Coronavirus pandemic prompts numerous Churches of Christ to cancel Sunday assemblies
COVID-19 has made one thing clear, if it was not…
Ministers around the globe are preaching sermons to empty rooms.
But for once, this has nothing to do with declining church attendance.
Using videoconferencing software and social media, Churches of Christ — especially large congregations — are temporarily moving their worship services online in the wake of the COVID-19 pandemic.
“After much prayer, we have decided the best thing for us to do this weekend is settle down, be calm and have a message of hope,” said Jonathan Seamon, executive minister, to members for the Brentwood Hills Church of Christ in Nashville, Tenn., which had 19 cases of COVID-19 at press time. The 1,400-member church canceled a week of its onsite worship and Bible classes.
A group of ministers and elders planned to livestream a gospel message from the church building, Seamon said in a video message to church members. The church’s staff made communion supplies available for church members to pick up.
In Houston, the 900-member Memorial Church of Christ confined its Sunday a.m. worship to livestream after local authorities asked people not to meet in groups of 250 or more. The church planned to continue its Sunday night assembly.
Church leaders placed hand sanitizer throughout their buildings and urged members to thoroughly wash their hands for 20 seconds.
And most importantly, they said, stay home if you don’t feel well.
“You are ‘not forsaking the assembly’ if you are sick,” said church elders, referencing the King James Version of Hebrews 10:25 in a message to members. “You are protecting the family.”

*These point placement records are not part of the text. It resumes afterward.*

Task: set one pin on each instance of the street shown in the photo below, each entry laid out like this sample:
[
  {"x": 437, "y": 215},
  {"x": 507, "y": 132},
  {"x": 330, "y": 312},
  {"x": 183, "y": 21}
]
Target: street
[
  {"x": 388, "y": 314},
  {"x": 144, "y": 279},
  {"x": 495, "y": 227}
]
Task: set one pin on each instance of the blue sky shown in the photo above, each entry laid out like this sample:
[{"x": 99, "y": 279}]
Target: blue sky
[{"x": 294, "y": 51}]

As the pandemic worsened and more churches contemplated moving their services entirely online, ministers expressed mixed feelings about empty-room sermons.

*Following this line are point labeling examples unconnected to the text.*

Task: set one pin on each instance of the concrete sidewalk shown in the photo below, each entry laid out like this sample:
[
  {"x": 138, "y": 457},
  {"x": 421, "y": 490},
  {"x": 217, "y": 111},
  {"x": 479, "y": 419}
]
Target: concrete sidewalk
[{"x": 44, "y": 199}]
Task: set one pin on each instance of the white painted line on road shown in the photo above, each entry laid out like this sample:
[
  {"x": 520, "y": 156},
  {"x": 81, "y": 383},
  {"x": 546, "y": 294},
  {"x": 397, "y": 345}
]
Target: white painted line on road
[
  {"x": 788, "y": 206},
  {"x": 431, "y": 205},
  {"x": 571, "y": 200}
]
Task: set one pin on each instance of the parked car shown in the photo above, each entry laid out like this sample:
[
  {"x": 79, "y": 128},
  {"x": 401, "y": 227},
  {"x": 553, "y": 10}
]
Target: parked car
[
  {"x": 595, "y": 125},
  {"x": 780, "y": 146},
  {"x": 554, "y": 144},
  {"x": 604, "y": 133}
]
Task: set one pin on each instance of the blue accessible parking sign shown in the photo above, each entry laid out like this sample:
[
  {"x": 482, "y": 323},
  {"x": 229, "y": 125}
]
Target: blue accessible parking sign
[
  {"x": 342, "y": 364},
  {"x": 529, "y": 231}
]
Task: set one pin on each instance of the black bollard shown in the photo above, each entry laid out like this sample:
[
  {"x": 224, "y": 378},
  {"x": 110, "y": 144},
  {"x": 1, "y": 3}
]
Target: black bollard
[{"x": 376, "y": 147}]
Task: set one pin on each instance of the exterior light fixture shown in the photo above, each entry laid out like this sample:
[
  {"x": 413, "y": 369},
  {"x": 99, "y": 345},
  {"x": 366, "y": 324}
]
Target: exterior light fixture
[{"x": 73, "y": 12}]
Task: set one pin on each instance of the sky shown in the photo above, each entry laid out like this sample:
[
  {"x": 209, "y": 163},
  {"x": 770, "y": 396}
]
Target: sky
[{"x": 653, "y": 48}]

“A sermon is an interactive event for me,” said Joseph Pauley, minister for the Church of Christ in Belle, W.Va. “Facial expressions even help me know that I am effectively communicating with the congregation.
“Would I preach without an audience I can see? If necessary, yes. Would I be comfortable? Not really.”
Online preaching “is a style-changer for sure,” said Richard Harp, pulpit minister for the Deerfoot Church of Christ in Pinson, Ala. He said he’s thankful for the time he spent in the Lads to Leaders training program. Participating in the “video speech” and “audio presentation” categories, he said, “I preached with no audience … for years.”
The annual Lads to Leaders conventions, which bring thousands of youths to locales including Nashville and Atlanta on Easter weekend, had not been canceled at press time, according to a statement posted to the ministry’s website. Neither had the Leadership Training for Christ conventions slated for the same weekend in Dallas, Kansas City, Mo., and other cities across the U.S.